Monthly Archives: January 2008

Relative Wealth

Posted by Deepish Thinker on January 20, 2008
New Zealand / No Comments

In contrast to the previous post, from time to time data emerges that illustrates how wealthy New Zealand is in ways that are not really captured by GDP. The fascinating book Microtrends contains the following, very encouraging, observation:

“And who gets the most sleep? New Zealanders and Australians, where 28 and 31 percent, respectively, get more than nine hours of sleep a night.”

By contrast, the average American apparently sleeps less than seven hours a night, while four out of ten Japanese sleep less than six hours a night. Inspired by this evidence of cultural superiority I think I will take a relaxing mid-morning nap.

Relative Poverty

Posted by Deepish Thinker on January 17, 2008
Economics, New Zealand / 1 Comment

One of the things that has always struck me about the US is what a spectacularly wealthy country it is. Or alternatively, how pathetically poor New Zealand is by comparison. Occasionally data crops up that depressingly reinforces this impression.

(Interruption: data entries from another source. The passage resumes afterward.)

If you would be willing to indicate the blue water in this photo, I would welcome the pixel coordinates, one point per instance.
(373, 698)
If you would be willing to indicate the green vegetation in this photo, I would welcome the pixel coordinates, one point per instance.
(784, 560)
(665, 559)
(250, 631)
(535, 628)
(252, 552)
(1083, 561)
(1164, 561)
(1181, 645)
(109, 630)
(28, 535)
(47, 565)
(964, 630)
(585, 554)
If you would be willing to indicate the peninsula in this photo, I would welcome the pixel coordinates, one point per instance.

The cunning cartographers responsible for this map of the US have replaced the name of each state with the name of a country that generates similar GDP.

Embarrassingly, it turns out that New Zealand’s GDP roughly approximates that of Washington DC (population 580,000, area 177 square km).

Evidence of Pundit Credibility

Posted by Deepish Thinker on January 07, 2008
Uncategorized / 1 Comment

In a revolutionary move your faithful correspondent is going to actually offer some evidence of his competence as a pundit. While the value of his opinions on politics, culture, economics and business are still in doubt, his brilliance in the arena of American Football can no longer be denied. In the Peter King Challenge your favorite blogger proved better than Sports Illustrated correspondent Peter King at predicting the results of NFL games.

Peter King Challenge Scoreboard

Your inestimable reporter is so pleased with this unprecedented triumph that he has begun to refer to himself in the third person. The inevitable fall to earth is anticipated shortly.

If I were…..

Posted by Deepish Thinker on January 04, 2008
US Politics / No Comments

The Iowa caucuses are done and results have confirmed that the nomination races are just about as wide open as they have ever been. This being the case, it seems like now would be a good time to consider how some interested observers who will not be voting in the remaining primaries would like the races to turn out.

If I were a Republican party strategist my choices for the Democratic nominee would be:

(1) John Edwards
(2) Hillary Clinton
(3) Barack Obama

Edwards is running to the left of the Democratic party, which puts him well to the left of the average general election voter. He also made his millions suing doctors, which would be a gift for Republican speech writers in an election where health care is shaping up to be a big issue.

Hillary of course would carry all the accumulated baggage from the Clinton administration. Republican campaigners would relish the opportunity to dust off all those old files and nothing would fire up the Republican base more than the prospect of a second Clinton presidency.

By contrast, Obama has a short political record, which makes inexperience the only real angle Republicans can attack. In addition, his likable personality and the historic nature of his candidacy could potentially generate enormous crossover appeal.

If I were a Democratic party strategist my choices for the Republican nominee would be:

(1) Rudi Giuliani
(2) Fred Thompson
(3) Mike Huckabee
(4) Mitt Romney
(5) John McCain

Giuliani has an erratic and abrasive personality, is widely disliked by socially conservative Republicans, who might well stay home rather than vote for him, and has a cupboard chock full of skeletons. If there is any Republican candidate more or less guaranteed to melt down it’s Rudi Giuliani.

Thompson is a notoriously lazy actor with an unimpressive political track record. He has loser written all over him (of course there is good chance he won’t be in the race much longer).

Huckabee is beloved by evangelical christians, but doesn’t really impress anyone else. However there is some danger for Democrats in a Huckabee candidacy. He does have a very likable personality and espouses populist positions that could generate some crossover appeal.

Romney is another candidate strongly disliked by parts of the Republican base. However he has deserved reputation for competence, was a Republican governor in a Democratic state, which indicates considerable ability to appeal to independents and moderate Democrats, and he has a bucket load of cash.

McCain would be a real threat in the general election. He was a vocal critic of the Bush administration, so it is difficult to hold him responsible for it’s mistakes. Generally speaking McCain has genuine crossover appeal, a reputation for taking principled stands and a done everything resume. There is also the military record to contend with. In addition, while he might not be trusted by social conservatives, they don’t despise him in they way they do pro-choice Giuliani. The only real knock on him as a general election candidate is that he’s about 2,000 years old.